The first time they played each other was in an AAU championship game. Horton-Tucker remembers beating Haliburton’s team by nearly 30. A few years later, Haliburton got revenge with a blowout win over Horton-Tucker’s squad.

Talk to just about anyone who knew Haliburton as a scrawny teenager and they’ll tell you the same thing Horton-Tucker, Prohm and Berry told me: He is pretty much the same person now as he was then (in a good way). Haliburton carries an infectious temperament; it’s what’s empowered him to be a leader for the Pacers. Go back 10 years and you’d still see someone who was an affable alpha. 

Seemingly everyone in his Oshkosh, Wisconsin community knew little Hali in middle school and high school. He lived a couple blocks from school and his single-story house was the one where all the kids would pile into after schooldays. 

“To play that position you have to have great people skills, have to be selfless, and you have to have personality,” Prohm told me prior to Game 5 of the ECF. “Magic (Johnson) had personality. He’s got personality and that’s what throws him over the top. He can win over any room that he walks into because of his charisma and character. When you shake hands with him after the games today, it’s the same person you talked to seven, eight, nine years ago.” 

Haliburton arrived at Iowa State’s campus in the summer of 2018 weighing less than 150 pounds on a 6-foot-4 frame. A forgotten story from his arrival, and one that’s laughable in retrospect: Haliburton worried that summer he might be redshirted and forced to sit a year. 

“When we first got to school he was a little sick, so he missed a few workouts and was behind the 8-ball,” Horton-Tucker said. “When he got better, you could see it early on with him, being the true point guard he is, that he was destined for success.” 

Still, Haliburton asked multiple times for assurances he would get a chance to play, just so he could prove himself against the veterans. 

“It goes to show you where his humility level was,” Berry said. “Steve could tell early on how good he was.” 

In the first game of Haliburton’s freshman year, ISU sophomore guard Lindell Wigginton hurt his foot. So Haliburton found himself on the floor a lot more than anticipated — 29 minutes — and his intuition was obvious.

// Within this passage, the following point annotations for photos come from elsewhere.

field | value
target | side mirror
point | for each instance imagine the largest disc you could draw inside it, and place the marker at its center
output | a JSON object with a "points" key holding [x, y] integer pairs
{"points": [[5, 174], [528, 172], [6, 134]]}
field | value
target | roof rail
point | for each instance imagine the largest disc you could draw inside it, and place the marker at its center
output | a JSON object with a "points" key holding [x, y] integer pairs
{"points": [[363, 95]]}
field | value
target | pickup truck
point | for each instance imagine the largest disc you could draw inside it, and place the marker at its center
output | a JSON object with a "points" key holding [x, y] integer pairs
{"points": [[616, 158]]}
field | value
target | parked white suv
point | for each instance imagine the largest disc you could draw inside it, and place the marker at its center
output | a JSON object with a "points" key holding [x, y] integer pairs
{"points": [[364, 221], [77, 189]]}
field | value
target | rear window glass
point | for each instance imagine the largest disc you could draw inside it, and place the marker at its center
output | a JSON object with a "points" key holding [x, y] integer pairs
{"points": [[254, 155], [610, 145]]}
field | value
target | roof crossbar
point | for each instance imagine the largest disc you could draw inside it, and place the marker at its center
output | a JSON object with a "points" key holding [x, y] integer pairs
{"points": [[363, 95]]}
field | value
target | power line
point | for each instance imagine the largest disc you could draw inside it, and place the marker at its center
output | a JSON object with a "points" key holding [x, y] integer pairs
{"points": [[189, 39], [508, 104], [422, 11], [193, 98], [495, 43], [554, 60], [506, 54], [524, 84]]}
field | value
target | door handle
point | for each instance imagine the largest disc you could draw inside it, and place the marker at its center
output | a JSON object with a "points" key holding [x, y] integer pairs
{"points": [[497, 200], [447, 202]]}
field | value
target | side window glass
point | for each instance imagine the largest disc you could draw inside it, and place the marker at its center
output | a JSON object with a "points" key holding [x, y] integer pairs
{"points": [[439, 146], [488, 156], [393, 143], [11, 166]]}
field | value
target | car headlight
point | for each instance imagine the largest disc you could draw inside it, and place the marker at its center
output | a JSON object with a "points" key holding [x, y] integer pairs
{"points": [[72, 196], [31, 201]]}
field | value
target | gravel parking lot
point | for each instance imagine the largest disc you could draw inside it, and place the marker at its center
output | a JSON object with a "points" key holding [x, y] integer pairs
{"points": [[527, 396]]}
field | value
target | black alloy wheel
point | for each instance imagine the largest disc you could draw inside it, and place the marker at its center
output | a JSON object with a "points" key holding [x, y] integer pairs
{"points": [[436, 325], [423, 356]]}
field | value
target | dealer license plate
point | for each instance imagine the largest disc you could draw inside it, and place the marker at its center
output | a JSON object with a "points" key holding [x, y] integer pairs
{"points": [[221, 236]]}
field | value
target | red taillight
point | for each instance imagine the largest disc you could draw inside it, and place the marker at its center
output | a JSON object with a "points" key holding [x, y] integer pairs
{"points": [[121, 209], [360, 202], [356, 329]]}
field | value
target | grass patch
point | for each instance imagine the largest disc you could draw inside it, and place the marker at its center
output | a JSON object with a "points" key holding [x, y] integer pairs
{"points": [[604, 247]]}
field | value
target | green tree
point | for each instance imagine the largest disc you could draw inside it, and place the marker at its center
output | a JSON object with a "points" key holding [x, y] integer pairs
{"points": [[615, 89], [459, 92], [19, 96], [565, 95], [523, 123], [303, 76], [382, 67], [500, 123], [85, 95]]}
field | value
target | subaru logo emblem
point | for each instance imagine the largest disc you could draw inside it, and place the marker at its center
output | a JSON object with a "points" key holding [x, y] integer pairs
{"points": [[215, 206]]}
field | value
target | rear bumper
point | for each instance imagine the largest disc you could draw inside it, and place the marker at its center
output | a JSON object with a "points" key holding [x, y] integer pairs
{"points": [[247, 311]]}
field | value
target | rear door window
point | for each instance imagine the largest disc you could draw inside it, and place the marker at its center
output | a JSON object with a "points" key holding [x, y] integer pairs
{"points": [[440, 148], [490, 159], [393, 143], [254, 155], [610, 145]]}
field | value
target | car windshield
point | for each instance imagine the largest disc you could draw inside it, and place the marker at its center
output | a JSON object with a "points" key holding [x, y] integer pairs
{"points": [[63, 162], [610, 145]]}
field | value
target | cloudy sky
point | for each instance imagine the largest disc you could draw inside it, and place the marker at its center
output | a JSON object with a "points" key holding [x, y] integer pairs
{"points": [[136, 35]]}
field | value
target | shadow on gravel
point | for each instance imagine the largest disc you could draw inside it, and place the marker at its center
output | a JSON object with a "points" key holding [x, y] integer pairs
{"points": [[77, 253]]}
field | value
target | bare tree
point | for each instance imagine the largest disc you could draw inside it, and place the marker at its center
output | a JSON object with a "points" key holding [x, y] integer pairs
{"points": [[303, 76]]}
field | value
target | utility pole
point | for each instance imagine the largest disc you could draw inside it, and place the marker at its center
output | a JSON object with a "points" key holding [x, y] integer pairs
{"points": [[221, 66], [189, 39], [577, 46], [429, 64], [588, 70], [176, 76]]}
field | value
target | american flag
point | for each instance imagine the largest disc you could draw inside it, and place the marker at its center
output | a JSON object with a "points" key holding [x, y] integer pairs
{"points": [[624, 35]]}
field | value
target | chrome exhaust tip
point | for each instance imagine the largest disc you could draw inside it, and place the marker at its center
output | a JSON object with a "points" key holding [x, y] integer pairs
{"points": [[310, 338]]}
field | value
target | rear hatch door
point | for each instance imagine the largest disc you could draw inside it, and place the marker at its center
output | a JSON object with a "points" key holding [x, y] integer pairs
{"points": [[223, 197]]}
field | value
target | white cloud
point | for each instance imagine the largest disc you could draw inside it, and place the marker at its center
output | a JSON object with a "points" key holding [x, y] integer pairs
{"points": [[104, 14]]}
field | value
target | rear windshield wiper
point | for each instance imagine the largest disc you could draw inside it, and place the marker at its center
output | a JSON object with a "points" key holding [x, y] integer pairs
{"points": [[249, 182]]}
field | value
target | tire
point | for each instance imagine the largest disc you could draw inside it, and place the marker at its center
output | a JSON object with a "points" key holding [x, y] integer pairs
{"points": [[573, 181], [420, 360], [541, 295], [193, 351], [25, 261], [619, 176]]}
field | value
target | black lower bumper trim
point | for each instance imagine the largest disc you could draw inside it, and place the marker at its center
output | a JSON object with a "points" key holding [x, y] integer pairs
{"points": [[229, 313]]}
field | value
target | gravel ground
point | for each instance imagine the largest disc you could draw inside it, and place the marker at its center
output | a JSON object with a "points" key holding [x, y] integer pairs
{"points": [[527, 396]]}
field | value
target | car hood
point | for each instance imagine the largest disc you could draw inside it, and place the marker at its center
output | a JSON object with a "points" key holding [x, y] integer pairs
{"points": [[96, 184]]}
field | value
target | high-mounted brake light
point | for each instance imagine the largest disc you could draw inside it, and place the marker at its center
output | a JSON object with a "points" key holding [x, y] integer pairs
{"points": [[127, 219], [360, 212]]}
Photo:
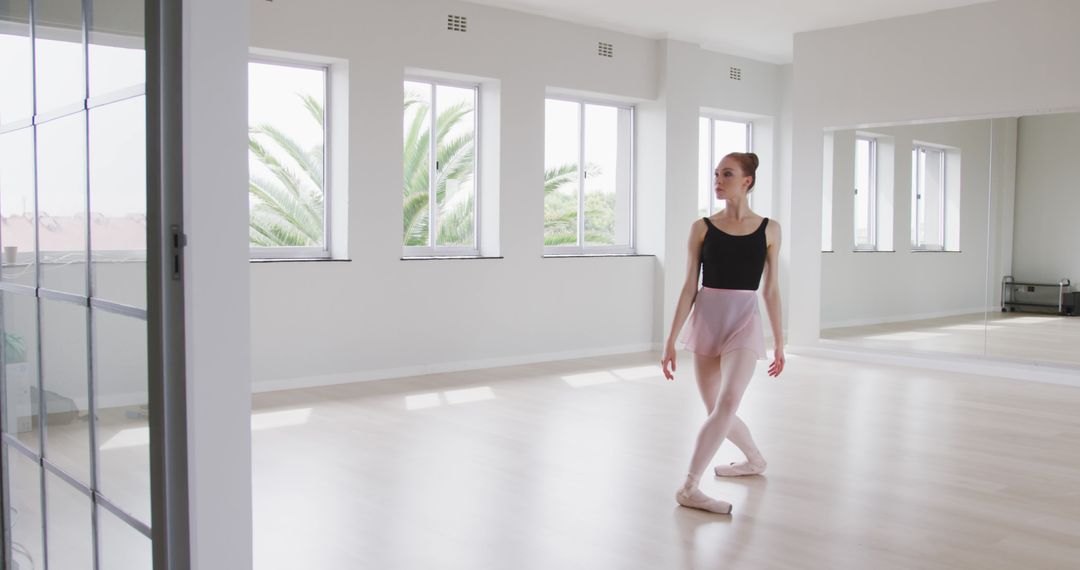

“Once that game happened, it’s one of those things where you realize he’s never leaving the lineup after,” Horton-Tucker said.

Haliburton was immediately inserted into the starting lineup; Prohm told me it felt like a no-brainer even then. After that second game, a win vs. Missouri, Prohm was stunned to realize: Haliburton had just played 40 minutes, solidifying his starter’s role. That team would go on to get a 6-seed in the NCAA Tournament.

“He gives you a calmness on the floor by the way he plays and by the way he can process the game,” Prohm said.

Early in that freshman year, as scouts came to get closer looks on Horton-Tucker and teammate Marial Shayok, one Western Conference executive was lingering in the gym near the end of practice. Prohm asked if he needed anything.

“You know who your best player is?” the exec asked Prohm. “Haliburton’s going to be your highest draft pick.” 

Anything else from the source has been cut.